James Wan's "Insidious: Chapter 2" frightened awake the sleepy fall box office with $41 million in ticket sales — the No. 2 September opening of all time, as well as one of the top debuts ever for a supernatural horror title. The sequel, fueled by younger moviegoers and released Friday the 13th, cost a scant $5 million to produce.
The FilmDistrict release, proving another resounding victory for the horror genre, as well as for producer Jason Blum, nearly matched the $41.9 million opening of New Line's 2013 summer hit "The Conjuring" and did more than three times the business of the first "Insidious," which debuted to $13.3 million in April 2011.
"Insidious 2" couldn't topple September record-holder "Hotel Transylvania," which opened to $42.5 million last year, but wasn't far behind. The horror sequel, written by Leigh Whannell, returns Patrick Wilson and Rose Byrne in the title roles and picks up immediately where "Insidious" left off. It drew a B+ CinemaScore, a top grade for a horror title.
Consumers under the age of 25 made up 62 percent of ticket holders — one of the best showings in recent memory (19 percent were under the age of 18) — thanks to FilmDistrict's aggressive marketing campaign targeting young horror fans. FilmDistrict also went after Hispanic moviegoers.
"It obviously pays to be in business with Jason Blum's Blumhouse. They created the microbudgeted horror business and they absolutely dominate," FilmDistrict president of distribution Jim Orr said.
"The original 'Insidious' generated a lot of goodwill and people wanted to see the next chapter. James Wan is an amazing director. Combine that with a Friday the 13th release date and you get this great result," he continued.
"Insidious 2" follows the Lambert family as they seek to understand the mysterious childhood secret that has left them dangerously connected to the spirit world. Barbara Hershey, Lin Shaye, Ty Simpkins also star.
Oren Peli produced "Insidious 2" alongside Blum. Executive producers are Steven Schneider, Brian Kavanaugh-Jones, Charles Layton, Peter Schlessel, Lia Buman and Xavier Marchand.
Q&A: James Wan, Leigh Whannell on trust, terror and "Insidious: Chapter 2"
The weekend's other new nationwide release was director Luc Besson's star-studded "The Family," starring Tommy Lee Jones, Robert De Niro and Michelle Pfeiffer. The dark mob comedy opened to a so-so $14.5 million.
Produced for $30 million by Relativity Media and Besson's EuropaCorp, "The Family" likely was dampened by poor reviews and a C CinemaScore. The movie skewed notably older, with 83 percent of the ticket buyers over the age of 25. It marked one of De Niro's best openings in recent years outside of the "Meet the Fockers" franchise.
"We're very happy," said Kyle Davies, Relativity's distribution president. "This is a great example of successful counter- programming. We went for the older audience, while Insidious was very successful with younger moviegoers. It worked out."

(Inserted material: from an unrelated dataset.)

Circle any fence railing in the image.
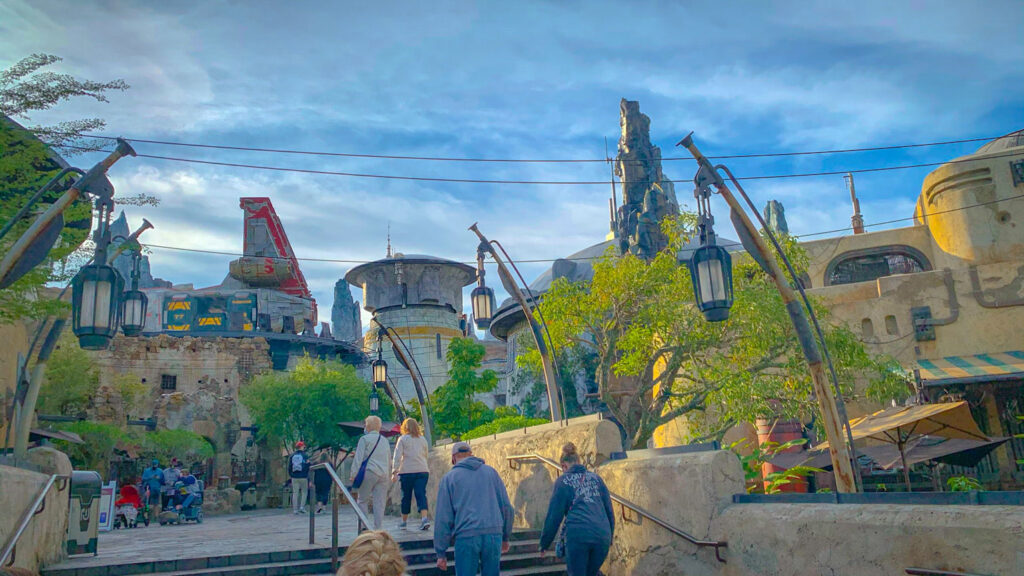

"The Family" revolves around Mafia boss Fred Blake (De Niro), who enters the witness protection program with his family after snitching on the mob. The family, however, can't help but get into trouble after being relocated to a sleepy town in France, despite the best efforts of a government agent (Jones) to keep them in line. Dianna Argon and John D'Leo also star.
Universal and Vin Diesel's Riddick tumbled 63 percent it its second weekend, grossing $7 million for a North American total of $31.3 million and coming in No. 3.
"Lee Daniels' The Butler" continued to make headlines in its fifth weekend, grossing $5.6 million to hit the $100 million mark at the North American box office. The historical drama, from The Weinstein Co., headlines Forest Whitaker and Oprah Winfrey.
Sony's apocalyptic comedy "This Is The End" also hit $100 million over the weekend (the studio re-released the summer film in select theaters for the express purpose of reaching this goal). Sony also is trying to boost the profile of Morgan Spurlock's concert documentary "One Direction: This Is Us" by adding 20 minutes of footage. The extended version placed No. 8 over the weekend, falling 41 percent to $2.4 million for a domestic cume of $26.7 million.
New Line and Warner Bros.' R-rated comedy "We're the Millers" crossed $130 million in its sixth weekend, grossing $5.4 million to come in No. 5. The Jason Sudeikis-Jennifer Aniston film has earned $131.6 million domestically.